Selective breeding as a tool to probe skeletal response to high voluntary locomotor activity in mice

Kevin M. Middleton1,*, Scott A. Kelly{dagger} and Theodore Garland, Jr{dagger}
*Department of Biology, California State University–San Bernardino, San Bernardino, CA 92507, USA;
{dagger}Department of Biology, University of California, Riverside, CA 92521, USA

Correspondence: 1E-mail: kmm{at}csusb.edu

We present a novel mouse-model for the study of skeletal structure and evolution, based on selective breeding for high levels of voluntary wheel running. Whereas traditional models (originally inbred strains, more recently knockouts and transgenics) rely on the study of mutant or laboratory-manipulated phenotypes, we have studied changes in skeletal morphometrics resulting from many generations of artificial selection for high activity in the form of wheel running, in which mice engage voluntarily. Mice from the four replicate High Runner (HR) lines run nearly three times as many revolutions during days 5 and 6 of a 6-day exposure to wheels (1.12 m circumference). We have found significant changes in skeletal dimensions of the hind limbs, including decreased directional asymmetry, larger femoral heads, and wider distal femora. The latter two have been hypothesized as evolutionary adaptations for long-distance locomotion in hominids. Exercise-training studies involving experimental groups with and without access to wheels have shown increased diameters of both femora and tibiafibulae, and suggest genetic effects on trainability (genotype-by-environment interactions). Reanalysis of previously published data on bone masses of hind limbs revealed novel patterns of change in bone mass associated with access to wheels for 2 months. Without access to wheels, HR mice have significantly heavier tibiafibulae and foot bones, whereas with chronic access to wheels, a significant increase in foot bone mass that was linearly related to increases in daily wheel running was observed. Mice exhibiting a recently discovered small-muscle phenotype ("mini-muscle," [MM] caused by a Mendelian recessive gene), in which the mass of the triceps surae muscle complex is ~50% lower than in normal individuals, have significantly longer and thinner bones in the hind limb.
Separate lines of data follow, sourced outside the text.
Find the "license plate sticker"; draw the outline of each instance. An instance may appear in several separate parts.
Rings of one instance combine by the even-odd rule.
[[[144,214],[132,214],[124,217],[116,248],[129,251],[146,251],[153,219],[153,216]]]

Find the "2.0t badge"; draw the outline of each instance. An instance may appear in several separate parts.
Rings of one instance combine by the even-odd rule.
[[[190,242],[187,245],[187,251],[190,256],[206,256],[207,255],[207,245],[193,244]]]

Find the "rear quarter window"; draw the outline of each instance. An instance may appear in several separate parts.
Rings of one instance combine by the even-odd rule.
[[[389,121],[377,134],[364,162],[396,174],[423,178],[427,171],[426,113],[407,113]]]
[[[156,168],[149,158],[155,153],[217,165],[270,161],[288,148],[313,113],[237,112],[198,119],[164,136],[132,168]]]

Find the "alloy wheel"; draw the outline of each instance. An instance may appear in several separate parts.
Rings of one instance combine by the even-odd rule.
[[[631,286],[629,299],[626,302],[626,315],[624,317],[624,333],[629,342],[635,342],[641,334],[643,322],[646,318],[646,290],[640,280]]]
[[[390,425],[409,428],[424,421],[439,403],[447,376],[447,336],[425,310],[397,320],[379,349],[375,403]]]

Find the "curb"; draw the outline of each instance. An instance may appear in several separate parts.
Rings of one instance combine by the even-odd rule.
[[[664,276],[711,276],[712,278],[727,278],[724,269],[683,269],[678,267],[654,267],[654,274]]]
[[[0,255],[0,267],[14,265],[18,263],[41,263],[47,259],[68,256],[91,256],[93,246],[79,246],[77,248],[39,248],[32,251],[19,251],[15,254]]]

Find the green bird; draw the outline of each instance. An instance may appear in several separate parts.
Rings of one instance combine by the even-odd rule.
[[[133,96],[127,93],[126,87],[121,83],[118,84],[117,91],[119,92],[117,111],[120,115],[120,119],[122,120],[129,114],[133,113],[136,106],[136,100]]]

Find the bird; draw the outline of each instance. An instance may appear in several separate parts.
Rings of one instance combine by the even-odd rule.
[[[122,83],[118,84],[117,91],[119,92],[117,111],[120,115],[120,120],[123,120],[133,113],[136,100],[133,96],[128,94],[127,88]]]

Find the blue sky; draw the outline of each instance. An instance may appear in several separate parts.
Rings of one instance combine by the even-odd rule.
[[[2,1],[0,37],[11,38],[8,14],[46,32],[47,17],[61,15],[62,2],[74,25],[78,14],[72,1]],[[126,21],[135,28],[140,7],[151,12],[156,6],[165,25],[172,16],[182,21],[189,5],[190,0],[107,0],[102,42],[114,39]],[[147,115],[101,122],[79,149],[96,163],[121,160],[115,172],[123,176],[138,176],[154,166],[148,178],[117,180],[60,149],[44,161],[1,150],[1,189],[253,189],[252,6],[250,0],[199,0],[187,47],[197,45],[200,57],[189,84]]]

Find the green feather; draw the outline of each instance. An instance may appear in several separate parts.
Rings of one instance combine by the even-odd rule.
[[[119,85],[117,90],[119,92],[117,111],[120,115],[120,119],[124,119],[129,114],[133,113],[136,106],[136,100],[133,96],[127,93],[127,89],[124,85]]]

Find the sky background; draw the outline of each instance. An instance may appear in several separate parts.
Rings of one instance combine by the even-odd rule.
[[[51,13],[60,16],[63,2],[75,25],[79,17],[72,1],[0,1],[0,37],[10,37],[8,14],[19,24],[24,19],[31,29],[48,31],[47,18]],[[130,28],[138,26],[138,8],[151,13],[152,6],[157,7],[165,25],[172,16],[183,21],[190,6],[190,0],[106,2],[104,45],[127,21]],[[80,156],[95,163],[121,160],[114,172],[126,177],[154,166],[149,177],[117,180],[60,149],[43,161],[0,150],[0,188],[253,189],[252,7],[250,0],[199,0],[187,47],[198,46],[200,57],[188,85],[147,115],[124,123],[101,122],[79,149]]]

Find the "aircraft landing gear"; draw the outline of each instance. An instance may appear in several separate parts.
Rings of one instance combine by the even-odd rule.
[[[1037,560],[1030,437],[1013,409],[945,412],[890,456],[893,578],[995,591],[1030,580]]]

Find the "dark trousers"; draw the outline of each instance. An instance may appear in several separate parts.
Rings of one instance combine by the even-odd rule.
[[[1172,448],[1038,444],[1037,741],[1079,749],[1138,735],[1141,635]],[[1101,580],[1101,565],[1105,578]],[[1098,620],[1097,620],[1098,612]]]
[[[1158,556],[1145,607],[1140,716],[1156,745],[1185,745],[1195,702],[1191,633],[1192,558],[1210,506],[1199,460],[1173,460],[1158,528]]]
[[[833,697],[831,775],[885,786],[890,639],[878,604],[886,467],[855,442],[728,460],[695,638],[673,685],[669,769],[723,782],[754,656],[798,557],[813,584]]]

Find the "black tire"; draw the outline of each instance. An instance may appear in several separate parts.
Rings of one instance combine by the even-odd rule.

We present new data for the ontogenetic development of muscle mass in Control, HR, and MM phenotypes in mice of 1–7 weeks postnatal age. Statistical comparisons reveal highly significant differences both in triceps surae mass and mass-corrected triceps surae mass between normal and MM mice at all but the postnatal age of 1 week. Based on previously observed differences in distributions of myosin isoforms in adult MM mice, we hypothesize that a reduction of myosin heavy-chain type-IIb isoforms with accounts for our observed ontogenetic changes in muscle mass.


From the symposium "Building a Better Organismal Model: The Role of the Mouse" presented at the annual meeting of the Society for Integrative and Comparative Biology, January 2–6, 2008, at San Antonio, Texas.